2011 Dynamic Systems and Control Conference

Professor H. Harry Asada

Professor and Director of the Brit and Alex d’Arbeloff Laboratory for Information Systems and Technology

Massachusetts Institute of Technology

Abstract: Biological systems are metaphors for robotics and the source of inspiration. From manipulation and locomotion to autonomy and emergent behaviors, robotics has been concerned with a rich variety of advanced functionality, all originated in biological inspiration. Roboticians abstract biological functionality, model and analyze it based on first principles, and build a machine that mimics that functionality. Robotics has been a vibrant research area for the last 50 years by assimilating new technologies and diverse disciplines. In parallel with the expansion of robotics, biology, too, has shown tremendous progress over the last 50 years. Molecular and cellular mechanisms, once treated totally as a black-box, are now better understood, and some of the mechanisms can be altered, and even guided towards our desired functionality. The rapid progress of engineering biological systems now allows us to use live cells and microbes as components of a machine. This technology is now having transformative impacts upon robotics; bio-integrated robotics aims to integrate live biological components into an advanced machine, which goes well beyond the paradigm of bio-mimetics.
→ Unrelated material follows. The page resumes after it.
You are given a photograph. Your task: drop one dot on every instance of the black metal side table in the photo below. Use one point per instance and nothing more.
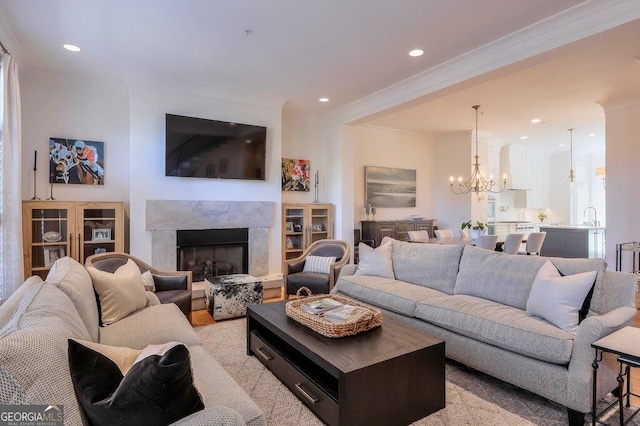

In this talk, a brief history of bio-robotics will be presented in conjunction with the speaker’s personal history of robotics research. Starting with manipulation science in the 70s and 80s focusing on grasp stability, fixturing, and assembly, the speaker has been fascinated by human manipulative skills and biological functionality. He pursued muscle-like actuators, including direct-drive and cellular actuators, and most recently has arrived at bio-artificial muscles, i.e. actuators using live muscle cells. In his journey from bio-mimetics to bio-integrated robotics, the disciplinary foundation has been extended from Lagrangian and Hamiltonian mechanics to cell biology, while the discipline of system dynamics and control has played the pivotal role in linking first principles to functional outcomes and synthesizing robotic machines. Bio-integrated robotics poses numerous challenges in analyzing and synthesizing bio-integrated systems, setting new frontiers of system dynamics and control. Recent works on modeling and control of myogenesis, angiogenesis, and molecular signaling processes exemplify the system dynamics and control challenges. Time delay and nonlinearity as well as emergent behaviors and complexity are critical issues in engineering bio-integrated robots. Such dynamics and control studies will contribute to better understanding behaviors of cells and microbes, from which novel designs and new functionality may be conceived for future robots.